© Five Star Whale Watching/Andrew Lees. Image — Two Bigg’s Killer Whales (orcas) surface southeast of Victoria this morning; note the juvenile on the right of the above image.
We had a remarkable day on the water, being fortunate to encounter a variety of species on our trip.
We began by heading southwest into Juan de Fuca Strait, and eventually neared Race Rocks Ecological Reserve. This is a frequent haul-out area for pinnipeds like Sea Lions and Harbour seals. While at Race Rocks, we spotted our first whales species of the day! This species was the Humpback Whale, and is the largest species we have the opportunity to see in the Salish Sea. It is one of the largest whales in the world, but feeds on some of the smallest prey; primarily krill and small schooling fish like sardines.
It was remarkable to witness the sheer size of these animals as they surfaced with their thunderous breaths! Their exhalations (blows) may ascend ten feet in the air! While at Race Rocks, we could observe some interesting pinnipeds, such as Sea Lions and Harbour seals hauled out on the rocks. In the kelp, we noticed a Sea Otter as it floated on its back!

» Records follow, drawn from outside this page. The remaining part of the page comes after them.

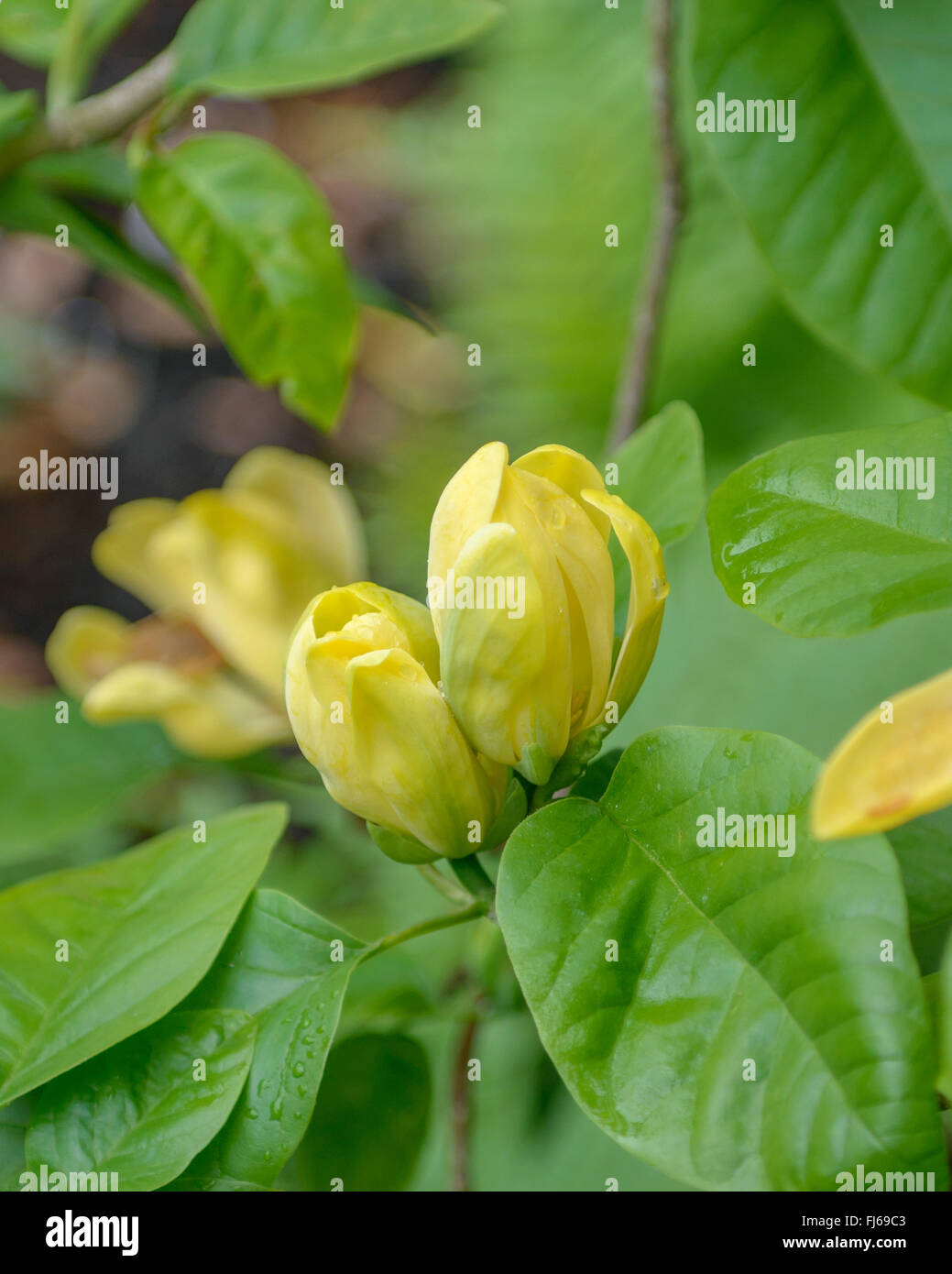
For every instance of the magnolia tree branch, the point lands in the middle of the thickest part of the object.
(462, 1107)
(649, 306)
(100, 117)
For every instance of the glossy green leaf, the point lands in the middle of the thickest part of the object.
(870, 150)
(26, 205)
(14, 1120)
(59, 778)
(832, 562)
(142, 929)
(39, 31)
(143, 1108)
(371, 1116)
(88, 28)
(29, 29)
(661, 471)
(596, 777)
(925, 852)
(93, 172)
(16, 110)
(283, 46)
(290, 969)
(945, 1019)
(255, 235)
(727, 957)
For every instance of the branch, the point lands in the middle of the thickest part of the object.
(426, 927)
(100, 117)
(648, 309)
(462, 1107)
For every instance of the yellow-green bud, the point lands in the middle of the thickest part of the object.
(367, 714)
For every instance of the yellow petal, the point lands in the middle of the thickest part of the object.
(336, 607)
(320, 515)
(213, 716)
(336, 627)
(255, 581)
(121, 552)
(649, 588)
(85, 645)
(586, 571)
(508, 678)
(886, 774)
(466, 503)
(414, 757)
(574, 473)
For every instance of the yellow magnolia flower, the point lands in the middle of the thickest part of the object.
(521, 593)
(227, 574)
(367, 714)
(887, 773)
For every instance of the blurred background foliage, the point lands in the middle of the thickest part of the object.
(492, 236)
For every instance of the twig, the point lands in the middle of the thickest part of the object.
(96, 118)
(649, 306)
(426, 927)
(458, 895)
(462, 1107)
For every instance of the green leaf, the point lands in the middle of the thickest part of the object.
(59, 778)
(945, 1081)
(27, 206)
(832, 562)
(284, 46)
(371, 1117)
(661, 471)
(142, 929)
(870, 150)
(91, 26)
(255, 235)
(16, 110)
(38, 31)
(29, 31)
(596, 777)
(726, 956)
(14, 1120)
(94, 172)
(925, 852)
(137, 1110)
(290, 969)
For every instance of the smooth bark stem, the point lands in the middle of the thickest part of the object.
(100, 117)
(462, 1107)
(427, 927)
(646, 313)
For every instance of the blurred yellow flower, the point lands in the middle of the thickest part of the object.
(367, 714)
(521, 591)
(893, 766)
(227, 574)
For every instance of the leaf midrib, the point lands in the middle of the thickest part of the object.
(753, 969)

We continued on our journey, heading east to search for more animals. A few miles east of Race Rocks, we encountered a different whale species. These animals were Orca, or Killer Whales, different from the Humpback Whales. They were Bigg’s, or transient orcas, which means they feed on marine mammals. Their dorsal fins rose above the water as they surfaced in unison. We could identify individuals belonging to the T35A family; orcas can often be identified by their unique markings or the size and shape of their dorsal fins. We even spotted a juvenile with the larger adults (see above image). The orcas were hunting, and appeared to eventually make a kill. Orcas will share their prey, as they hunt cooperatively and have close social bonds. These orcas were very active, and it was amazing to see these top ocean predators.
While out on the water today, we had some memorable encounters with not one, but two whales species, in addition to other special Salish Sea animals! It was a fantastic trip, and we headed back home to Victoria.